The arrival of SingleConnect makes it faster and easier to tap into an array of enterprise data sources, tackle diverse and challenging workloads, and deliver top-notch experiences for your own customers.

All of these announcements and developments are related: they are all in service of offering you greater and greater levels of simplicity. That’s valuable in itself — but also matters for AI, which   functions best when it has three key building blocks: speed, scale and multi-model workloads. With these three things, AI can work at the enterprise level — and because SIngleStore excels at all three, we confidently say that we are natively engineered for AI.

Whether you need this simplicity for your daily data challenges or for the most futuristic of AI applications, the ultimate benefit is the same: SingleStore is an easier car to drive. We make your data estate, SaaS platform or modern application ready to support decisions at the speed of reality.

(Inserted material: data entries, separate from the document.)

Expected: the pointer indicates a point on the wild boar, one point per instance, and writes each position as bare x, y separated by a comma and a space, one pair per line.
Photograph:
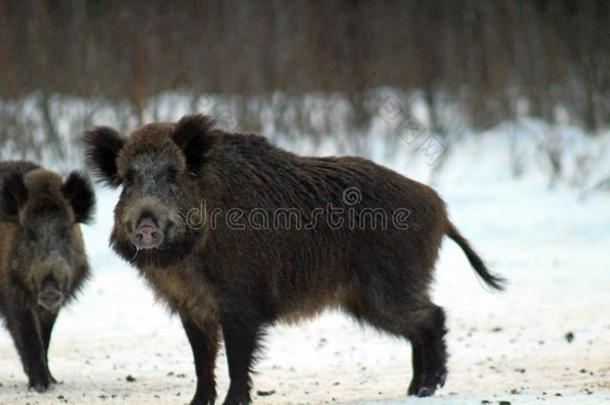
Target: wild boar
236, 234
42, 256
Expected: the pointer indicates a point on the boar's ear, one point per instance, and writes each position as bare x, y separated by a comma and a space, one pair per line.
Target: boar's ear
192, 135
78, 191
102, 145
14, 194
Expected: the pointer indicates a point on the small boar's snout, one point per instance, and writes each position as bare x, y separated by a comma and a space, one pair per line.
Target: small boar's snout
50, 297
147, 234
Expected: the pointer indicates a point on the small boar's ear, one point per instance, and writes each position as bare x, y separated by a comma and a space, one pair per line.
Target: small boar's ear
192, 135
102, 145
13, 195
78, 191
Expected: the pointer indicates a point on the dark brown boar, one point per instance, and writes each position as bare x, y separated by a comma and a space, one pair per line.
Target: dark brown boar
311, 236
42, 256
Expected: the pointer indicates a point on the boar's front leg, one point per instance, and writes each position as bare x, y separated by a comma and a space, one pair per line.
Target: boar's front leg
25, 329
46, 329
204, 343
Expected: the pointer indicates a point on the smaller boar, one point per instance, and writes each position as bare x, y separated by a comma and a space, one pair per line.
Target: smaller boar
42, 256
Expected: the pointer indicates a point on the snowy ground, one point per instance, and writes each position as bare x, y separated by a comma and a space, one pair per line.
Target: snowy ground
512, 346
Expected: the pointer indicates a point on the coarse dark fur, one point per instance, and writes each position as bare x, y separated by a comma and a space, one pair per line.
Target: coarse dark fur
41, 252
238, 277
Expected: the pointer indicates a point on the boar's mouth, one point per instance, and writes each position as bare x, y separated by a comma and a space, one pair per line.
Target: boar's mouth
147, 235
50, 297
169, 252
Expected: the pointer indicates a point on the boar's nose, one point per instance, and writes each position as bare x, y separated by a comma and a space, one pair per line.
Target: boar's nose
147, 235
50, 298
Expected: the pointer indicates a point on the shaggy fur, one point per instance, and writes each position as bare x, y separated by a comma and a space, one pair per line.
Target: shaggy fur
239, 280
41, 247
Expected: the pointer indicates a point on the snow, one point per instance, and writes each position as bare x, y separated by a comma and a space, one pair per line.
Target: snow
549, 242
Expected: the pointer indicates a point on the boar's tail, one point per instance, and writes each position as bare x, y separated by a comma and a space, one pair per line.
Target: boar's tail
475, 260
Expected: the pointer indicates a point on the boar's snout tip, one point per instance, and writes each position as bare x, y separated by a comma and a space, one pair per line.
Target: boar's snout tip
50, 299
147, 235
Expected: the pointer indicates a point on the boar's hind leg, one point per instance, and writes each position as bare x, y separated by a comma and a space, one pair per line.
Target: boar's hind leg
46, 329
424, 327
25, 328
429, 354
204, 343
241, 343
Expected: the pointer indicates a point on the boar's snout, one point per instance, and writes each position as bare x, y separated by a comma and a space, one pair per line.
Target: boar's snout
147, 234
50, 297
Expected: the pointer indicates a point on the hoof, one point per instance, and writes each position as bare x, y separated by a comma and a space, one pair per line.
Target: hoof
40, 387
426, 392
426, 386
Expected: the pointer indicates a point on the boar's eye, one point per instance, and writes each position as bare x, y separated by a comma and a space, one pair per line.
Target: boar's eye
171, 174
129, 177
31, 234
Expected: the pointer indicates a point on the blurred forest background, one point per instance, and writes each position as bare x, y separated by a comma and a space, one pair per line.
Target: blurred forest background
117, 62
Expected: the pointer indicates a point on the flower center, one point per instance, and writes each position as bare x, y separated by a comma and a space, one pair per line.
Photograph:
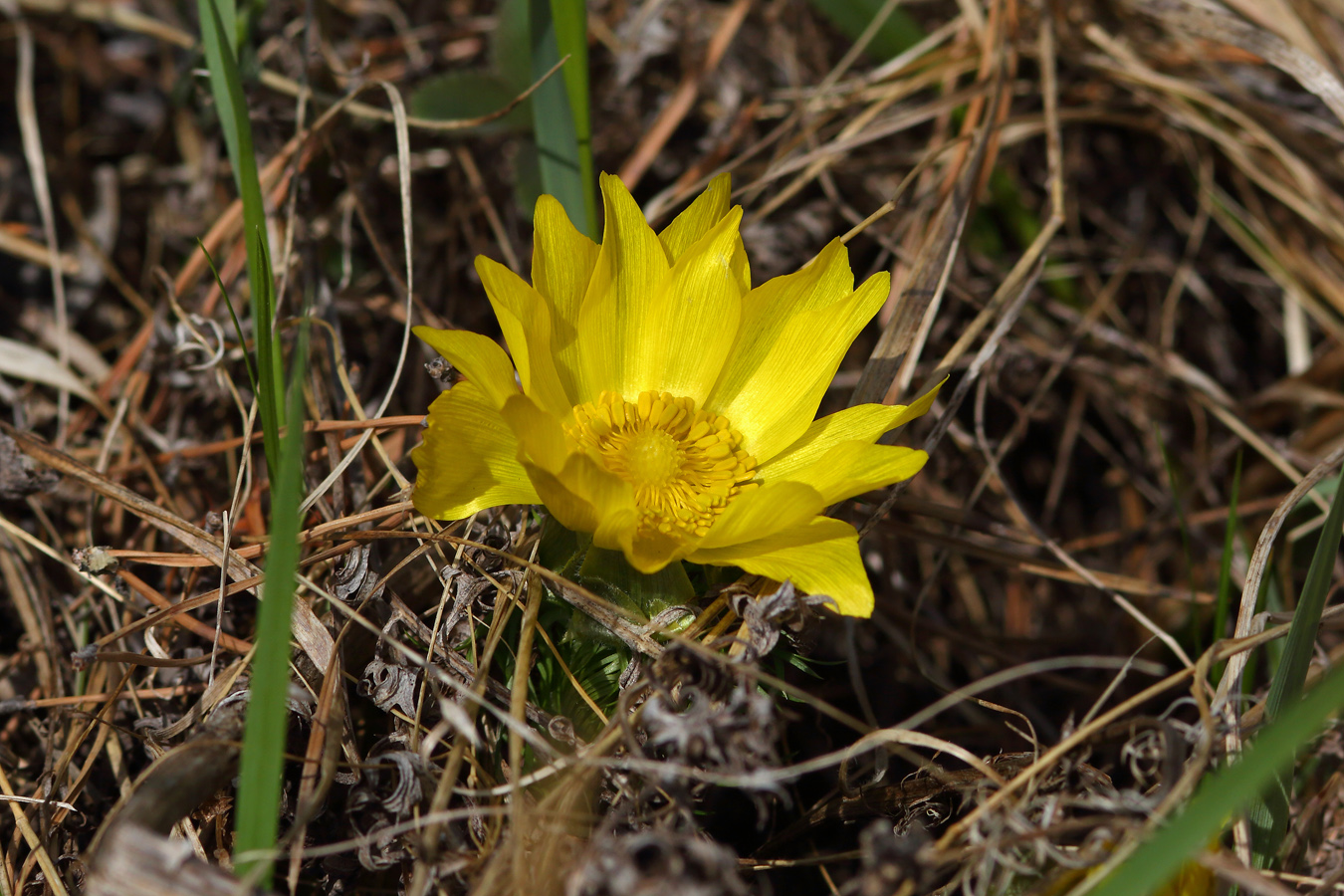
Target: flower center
684, 464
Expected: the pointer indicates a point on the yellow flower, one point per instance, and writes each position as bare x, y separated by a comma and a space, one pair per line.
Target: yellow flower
665, 406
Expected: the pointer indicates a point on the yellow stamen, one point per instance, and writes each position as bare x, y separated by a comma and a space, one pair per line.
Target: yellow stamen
686, 465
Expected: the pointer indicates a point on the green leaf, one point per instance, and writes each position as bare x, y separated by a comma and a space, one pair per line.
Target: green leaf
560, 109
471, 95
1225, 792
257, 817
1225, 568
218, 34
1269, 818
851, 18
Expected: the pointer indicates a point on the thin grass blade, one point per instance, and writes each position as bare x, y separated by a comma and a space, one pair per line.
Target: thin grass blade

Or as I like to say, at the speed of Now. 

Our recent integrations, partnerships and features are just the start. When it’s time for the next user conference, you can count on us to have done even more to simplify your experience. As the sculptor Auguste Rodin once said, “The more simple we are, the more complete we become.”

I love that thought because it speaks to the meaning behind our name, SingleStore — a single store for all information, where we can find a completeness that augments human capability and frees us up to do our best thinking, designing and building. What higher purpose could there be?